Any USB debug UART that supports 3.3V TTL voltage should work.

In fact in a pinch if you have an old Raspberry Pi, it supports 3.3 volt TTL, so if you know what you are doing you could use that for a debug UART.

/dev/ttyS0
VisionFive2 Pin  6: Ground
VisionFive2 Pin  8: UART0 TX (AKA GPIO 5)
VisionFive2 Pin 10: UART0 RX (AKA GPIO 6)


probably: /dev/serial1 or /dev/ttyAMA0
might be: /dev/serial0 or /dev/ttyS0
Raspberry Pi Pin  6: Ground
Raspberry Pi Pin  8: UART0, TXD0 (AKA GPIO 14)
Raspberry Pi Pin 10: UART0, RXD0 (AKA GPIO 15)

So you would wire RPi pin 6 to VF2 pin 6 (A common ground between the boards), RPi pin 8 to VF2 pin 10 (RPi TX to VF2 RX), RPi pin 10 to VF2 pin 8 (RPi RX to VF2 TX).

I’ve used the ‘DSD TECH SH-U09C5’ (Got it on a local Amazon)
It works fine. Just mind the R and T cables have to be crossed when plugging to the board.
I’ve bought it with a 2m USB cable extender to keep the board neatly away from the dev machines.

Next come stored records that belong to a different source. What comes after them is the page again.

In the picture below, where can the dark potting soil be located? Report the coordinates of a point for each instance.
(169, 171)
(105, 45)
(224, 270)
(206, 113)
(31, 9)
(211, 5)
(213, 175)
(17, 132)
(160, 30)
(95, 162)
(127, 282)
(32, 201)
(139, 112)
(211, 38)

Boot & login works with setup:
Switch_0 high
Switch_1 low
Build from sdk and flashed to microSDcard (not TF)
Plug usb to serial on UART gnd/TX/RX (with 2303HXA) on MacOs
Alim on USB connector

In my experience, no. I can SSH into Linux running on the board just fine without serial or HDMI. Serial is really only needed for debugging and recovery and things of that nature. You can use sdcard.img to update the uboot and SPL via SSH/SCP, then boot it off of the release 69 (or latest) Debian just fine from there on.